Some people have a separate catering/ entertaining kitchen in there entertaining area !!!


----------



## Msradell (Jul 2, 2016)

fatboy said:


> Kosher kitchen?


Exactly what I was thinking, where I grew up in Rochester, New York, many homes had Kosher kitchens in the basement.



mark handler said:


> In the basement?


That's exactly where many of them were. The main kitchen upstairs was also a kosher kitchen but for certain religious holidays they had to use the 2nd kitchen.


----------



## ICE (Jul 2, 2016)

So what's different about a kosher kitchen?  Why wouldn't there be just one kitchen that could be a kosher kitchen?


----------



## cda (Jul 2, 2016)

ICE said:


> So what's different about a kosher kitchen?  Why wouldn't there be just one kitchen that could be a kosher kitchen?




Ones kosher and one is not

Maybe so they do not make the kosher kitchen non kosher by accident


----------



## mark handler (Jul 2, 2016)

ICE said:


> So what's different about a kosher kitchen?  Why wouldn't there be just one kitchen that could be a kosher kitchen?
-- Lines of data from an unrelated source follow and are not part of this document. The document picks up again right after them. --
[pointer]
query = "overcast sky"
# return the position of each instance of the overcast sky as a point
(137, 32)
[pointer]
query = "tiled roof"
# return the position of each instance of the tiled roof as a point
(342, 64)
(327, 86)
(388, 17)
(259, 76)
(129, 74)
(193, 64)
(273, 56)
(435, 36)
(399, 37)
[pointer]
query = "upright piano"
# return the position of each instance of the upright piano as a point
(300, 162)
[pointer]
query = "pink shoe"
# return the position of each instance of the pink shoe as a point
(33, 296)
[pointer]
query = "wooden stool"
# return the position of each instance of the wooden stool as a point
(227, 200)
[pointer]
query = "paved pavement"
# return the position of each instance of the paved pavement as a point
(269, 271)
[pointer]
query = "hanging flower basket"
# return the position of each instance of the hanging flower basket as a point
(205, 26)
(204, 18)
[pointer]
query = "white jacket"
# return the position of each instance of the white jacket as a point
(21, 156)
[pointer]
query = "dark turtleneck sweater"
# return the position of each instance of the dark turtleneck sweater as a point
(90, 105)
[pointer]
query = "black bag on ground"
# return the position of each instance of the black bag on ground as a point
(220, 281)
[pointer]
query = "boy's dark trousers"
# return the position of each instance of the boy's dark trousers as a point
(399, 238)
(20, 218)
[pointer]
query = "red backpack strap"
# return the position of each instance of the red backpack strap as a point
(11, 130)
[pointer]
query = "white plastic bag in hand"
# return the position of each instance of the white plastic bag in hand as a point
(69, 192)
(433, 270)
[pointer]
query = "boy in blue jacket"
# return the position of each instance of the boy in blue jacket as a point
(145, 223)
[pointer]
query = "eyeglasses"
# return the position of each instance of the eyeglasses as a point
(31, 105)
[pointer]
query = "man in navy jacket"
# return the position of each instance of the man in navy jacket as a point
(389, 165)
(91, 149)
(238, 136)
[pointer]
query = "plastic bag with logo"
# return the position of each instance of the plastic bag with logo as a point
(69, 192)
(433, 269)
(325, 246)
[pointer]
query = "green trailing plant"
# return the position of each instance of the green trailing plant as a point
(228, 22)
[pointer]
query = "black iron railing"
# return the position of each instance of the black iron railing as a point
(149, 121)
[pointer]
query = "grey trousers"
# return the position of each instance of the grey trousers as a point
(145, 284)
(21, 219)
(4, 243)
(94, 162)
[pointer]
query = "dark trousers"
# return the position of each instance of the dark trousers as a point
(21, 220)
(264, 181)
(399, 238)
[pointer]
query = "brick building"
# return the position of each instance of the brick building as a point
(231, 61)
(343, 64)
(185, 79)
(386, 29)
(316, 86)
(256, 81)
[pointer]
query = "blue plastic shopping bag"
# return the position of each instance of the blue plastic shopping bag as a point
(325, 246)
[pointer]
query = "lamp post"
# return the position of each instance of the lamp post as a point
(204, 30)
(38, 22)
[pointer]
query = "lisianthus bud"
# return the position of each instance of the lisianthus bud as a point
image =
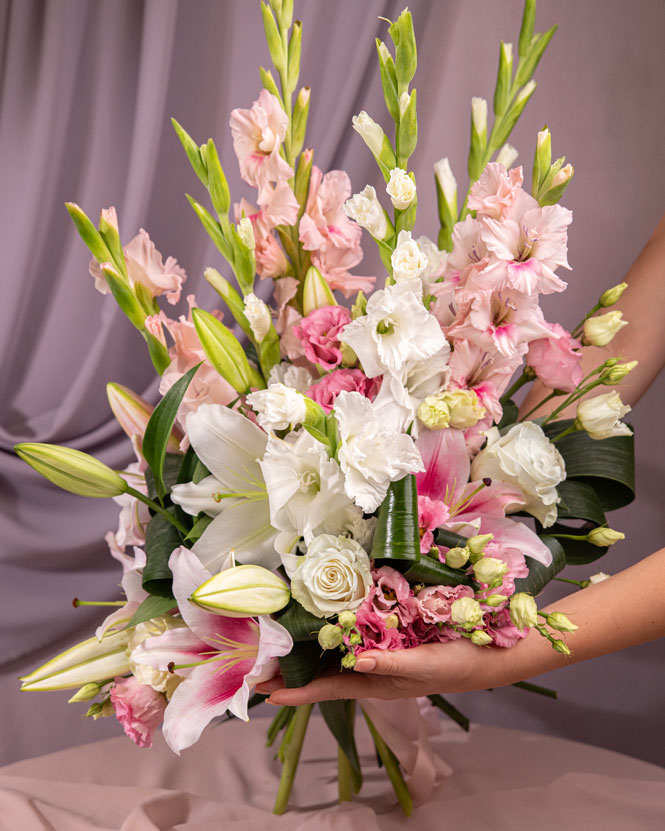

Total separation of meat and dairy required in the kosher kitchen, separate sets of dishes, pots, silverware, serving dishes, bread trays and salt shakers are needed. These different sets should be kept in separate cabinets. Also necessary are separate sets of draining boards, draining racks, dish sponges, scouring pads, dish towels, and tablecloths. Dish soap, cleanser, and scouring pads used for dishes and pot.
*You do not have seperate kitchens and you do not place one in the basement.*


----------



## mark handler (Jul 2, 2016)

Msradell said:


> Exactly what I was thinking, where I grew up in Rochester, New York, many homes had Kosher kitchens in the basement.
> That's exactly where many of them were. The main kitchen upstairs was also a kosher kitchen but for certain religious holidays they had to use the 2nd kitchen.


NOT.


----------



## jwilly3879 (Jul 3, 2016)

The neighborhood I grew up in was primarily Italian and there always was a kitchen in the basement. That's where all the canning was done and large holiday meals were prepared and then brought upstairs just before dinner and served from the upstairs kitchen.


----------



## conarb (Jul 3, 2016)

I built a restaurant for a Greek family once, I went into their home to get the papers and loan documents signed, it was an older Victorian home that you entered from a long set of front stairs, we entered through a side door into a on-grade basement with 7' ceilings, there were rugs on the dirt floor and it was fully furnished including one of those cheap metal kitchens you can buy through catalogs.  I asked the son (with whom I was dealing) why they lived in the basement?  He told me the upstairs was for formal guests and holiday celebrations only and he took me up, it too was fully furnished with everything covered with white sheets, he said it was only used once or twice a year.


----------



## cda (Jul 3, 2016)

Government telling you how to live again 

Just need government issued housing!!!


----------



## tmurray (Jul 4, 2016)

The way we handle law adoption here, if your plans were approved prior to the law coming into effect, you maintain approval. Anything that comes in after the law comes into effect must be compliant with the new law. It is up to the developer to keep aware of any changes. All of our changes in our zoning by-law are sent out to those who work with us on a regular basis and building by-law changes are sent out to the local home builder's association. We're only required to make notification through the local paper, but we find it's better to discuss the new laws with the people it will be effecting most before they go into effect in case we missed some issues that will cause unnecessary problems later. We allow second kitchens. Actually, you can have as many of them as you want. If someone turns it into a two family residence after the fact then they are the ones doing something illegal. My final inspection will note that it was a single family residence and we will seek legal action if it is illegally modified.


----------



## ICE (Jul 4, 2016)

tmurray said:


> We allow second kitchens. Actually, you can have as many of them as you want.



Here in so-cal there are entire cities where each kitchen serves several families.  The infrastructure might not tolerate more kitchens.


----------